Biasanya, oknum tertentu memanfaatkan oknum kelompok masyarakat dengan imbalan uang untuk mendramatisasi suatu isu di ruang publik, untuk menjatuhkan orang lain.
Praktik ini jelas merusak esensi demokrasi dan kebebasan berpendapat. Sebab, aspirasi yang seharusnya disuarakan atas dasar kepedulian, berubah menjadi sekadar komoditas yang diperjualbelikan.
Untuk menjaga keseimbangan pemberitaan sesuai dengan kode etik dan UU Pers agar tidak ada pihak yang dirugikan, media ini mengonfirmasi kepada Korlap aksi, Riski, terkait dugaan pembayaran kepada massa demonstrasi sebesar Rp50 ribu per orang melalui pesan WhatsApp pada Senin (4/8/25). Namun hingga kini, ia enggan memberikan penjelasan.

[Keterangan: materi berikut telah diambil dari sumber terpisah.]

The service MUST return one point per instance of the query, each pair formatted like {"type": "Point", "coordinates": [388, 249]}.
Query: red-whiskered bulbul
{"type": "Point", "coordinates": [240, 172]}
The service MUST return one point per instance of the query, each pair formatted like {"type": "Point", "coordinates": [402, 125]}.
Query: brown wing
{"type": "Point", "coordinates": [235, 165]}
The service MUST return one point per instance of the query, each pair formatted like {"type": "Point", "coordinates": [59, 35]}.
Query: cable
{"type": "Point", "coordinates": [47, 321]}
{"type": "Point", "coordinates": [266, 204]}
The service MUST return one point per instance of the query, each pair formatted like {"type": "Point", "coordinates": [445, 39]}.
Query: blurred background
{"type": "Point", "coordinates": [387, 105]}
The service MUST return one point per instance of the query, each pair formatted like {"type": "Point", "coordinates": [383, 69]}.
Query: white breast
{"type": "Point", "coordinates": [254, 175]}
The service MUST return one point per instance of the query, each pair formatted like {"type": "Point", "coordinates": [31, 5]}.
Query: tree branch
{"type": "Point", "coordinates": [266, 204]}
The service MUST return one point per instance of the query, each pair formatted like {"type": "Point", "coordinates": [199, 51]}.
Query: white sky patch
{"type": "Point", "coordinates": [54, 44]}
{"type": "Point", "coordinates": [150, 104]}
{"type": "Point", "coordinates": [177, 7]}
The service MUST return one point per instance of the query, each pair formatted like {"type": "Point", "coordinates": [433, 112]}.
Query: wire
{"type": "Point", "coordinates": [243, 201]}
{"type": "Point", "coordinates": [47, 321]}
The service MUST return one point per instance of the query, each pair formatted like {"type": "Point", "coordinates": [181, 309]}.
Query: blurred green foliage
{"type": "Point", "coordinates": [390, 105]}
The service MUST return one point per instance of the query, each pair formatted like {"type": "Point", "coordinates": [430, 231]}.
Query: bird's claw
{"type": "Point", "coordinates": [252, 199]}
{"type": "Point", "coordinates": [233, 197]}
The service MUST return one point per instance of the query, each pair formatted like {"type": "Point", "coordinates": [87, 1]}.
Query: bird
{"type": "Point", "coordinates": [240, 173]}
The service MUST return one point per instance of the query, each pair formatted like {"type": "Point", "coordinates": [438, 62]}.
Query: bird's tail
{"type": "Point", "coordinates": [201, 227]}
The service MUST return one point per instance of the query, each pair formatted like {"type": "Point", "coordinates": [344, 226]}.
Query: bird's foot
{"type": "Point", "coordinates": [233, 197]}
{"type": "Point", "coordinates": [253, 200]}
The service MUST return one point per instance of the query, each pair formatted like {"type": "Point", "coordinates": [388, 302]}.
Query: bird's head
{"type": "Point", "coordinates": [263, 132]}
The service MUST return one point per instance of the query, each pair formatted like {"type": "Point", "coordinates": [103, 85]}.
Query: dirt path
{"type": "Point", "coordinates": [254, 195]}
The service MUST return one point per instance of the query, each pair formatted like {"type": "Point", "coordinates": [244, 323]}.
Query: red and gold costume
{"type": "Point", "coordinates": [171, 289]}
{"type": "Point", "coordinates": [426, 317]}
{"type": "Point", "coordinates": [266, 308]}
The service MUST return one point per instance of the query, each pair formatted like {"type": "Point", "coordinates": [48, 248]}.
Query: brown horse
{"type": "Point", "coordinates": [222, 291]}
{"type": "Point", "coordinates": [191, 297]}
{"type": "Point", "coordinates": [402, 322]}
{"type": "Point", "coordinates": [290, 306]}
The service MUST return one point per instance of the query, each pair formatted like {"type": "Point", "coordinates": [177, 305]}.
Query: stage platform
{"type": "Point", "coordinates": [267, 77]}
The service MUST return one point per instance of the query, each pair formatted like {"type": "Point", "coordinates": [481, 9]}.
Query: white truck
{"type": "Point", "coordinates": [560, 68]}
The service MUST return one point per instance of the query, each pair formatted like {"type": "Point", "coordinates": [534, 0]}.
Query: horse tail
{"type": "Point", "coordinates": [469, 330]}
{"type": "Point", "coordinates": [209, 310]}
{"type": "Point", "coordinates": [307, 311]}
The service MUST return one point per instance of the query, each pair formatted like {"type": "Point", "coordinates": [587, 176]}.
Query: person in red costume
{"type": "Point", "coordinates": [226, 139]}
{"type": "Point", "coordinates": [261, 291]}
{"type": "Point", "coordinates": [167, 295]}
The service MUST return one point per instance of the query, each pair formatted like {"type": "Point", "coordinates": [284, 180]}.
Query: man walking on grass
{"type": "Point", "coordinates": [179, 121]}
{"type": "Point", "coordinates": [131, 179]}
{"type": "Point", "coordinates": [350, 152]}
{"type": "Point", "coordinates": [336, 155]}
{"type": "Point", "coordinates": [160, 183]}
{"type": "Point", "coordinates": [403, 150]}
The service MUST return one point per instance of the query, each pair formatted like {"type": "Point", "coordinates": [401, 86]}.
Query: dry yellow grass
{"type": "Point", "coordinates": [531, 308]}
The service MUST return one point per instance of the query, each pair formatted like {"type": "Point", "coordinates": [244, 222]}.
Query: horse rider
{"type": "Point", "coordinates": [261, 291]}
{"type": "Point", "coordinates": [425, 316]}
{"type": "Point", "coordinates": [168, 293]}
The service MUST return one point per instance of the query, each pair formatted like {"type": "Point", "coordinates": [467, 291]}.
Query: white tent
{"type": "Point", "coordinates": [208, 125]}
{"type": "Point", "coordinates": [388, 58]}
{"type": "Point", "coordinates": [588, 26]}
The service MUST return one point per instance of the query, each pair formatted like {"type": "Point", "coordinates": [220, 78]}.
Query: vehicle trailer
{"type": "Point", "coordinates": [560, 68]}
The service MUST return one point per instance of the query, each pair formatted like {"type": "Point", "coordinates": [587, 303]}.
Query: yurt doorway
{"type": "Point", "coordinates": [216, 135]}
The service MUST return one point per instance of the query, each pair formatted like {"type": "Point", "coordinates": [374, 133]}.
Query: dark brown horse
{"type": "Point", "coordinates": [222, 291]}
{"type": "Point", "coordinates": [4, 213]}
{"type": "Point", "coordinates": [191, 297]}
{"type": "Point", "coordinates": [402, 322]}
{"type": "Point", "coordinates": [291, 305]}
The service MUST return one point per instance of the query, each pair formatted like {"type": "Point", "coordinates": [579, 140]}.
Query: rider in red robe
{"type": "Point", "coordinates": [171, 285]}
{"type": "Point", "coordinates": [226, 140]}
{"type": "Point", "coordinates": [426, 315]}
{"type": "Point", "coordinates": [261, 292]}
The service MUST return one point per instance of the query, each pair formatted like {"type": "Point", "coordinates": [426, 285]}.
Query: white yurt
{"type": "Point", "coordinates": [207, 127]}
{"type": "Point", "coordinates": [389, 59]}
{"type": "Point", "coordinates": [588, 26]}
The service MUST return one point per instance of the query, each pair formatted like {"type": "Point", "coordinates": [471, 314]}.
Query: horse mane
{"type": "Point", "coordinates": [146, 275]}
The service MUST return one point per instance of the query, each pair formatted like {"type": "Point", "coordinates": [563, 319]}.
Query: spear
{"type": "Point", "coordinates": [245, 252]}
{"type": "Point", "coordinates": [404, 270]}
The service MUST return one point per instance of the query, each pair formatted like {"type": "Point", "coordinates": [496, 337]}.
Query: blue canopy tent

“Kalau itu tanya ke Kejari, Bang,” jawab Riski singkat.
Saat ditanya kembali apa kaitannya Kejari dengan dugaan pembayaran kepada peserta aksi, Riski tidak memberikan jawaban. Padahal, pengakuan soal uang tersebut datang dari peserta aksi, dan sebagai koordinator lapangan, Riski bertanggung jawab atas jalannya demonstrasi. Hingga berita ini diterbitkan, pertanyaan redaksi belum dijawab oleh Riski.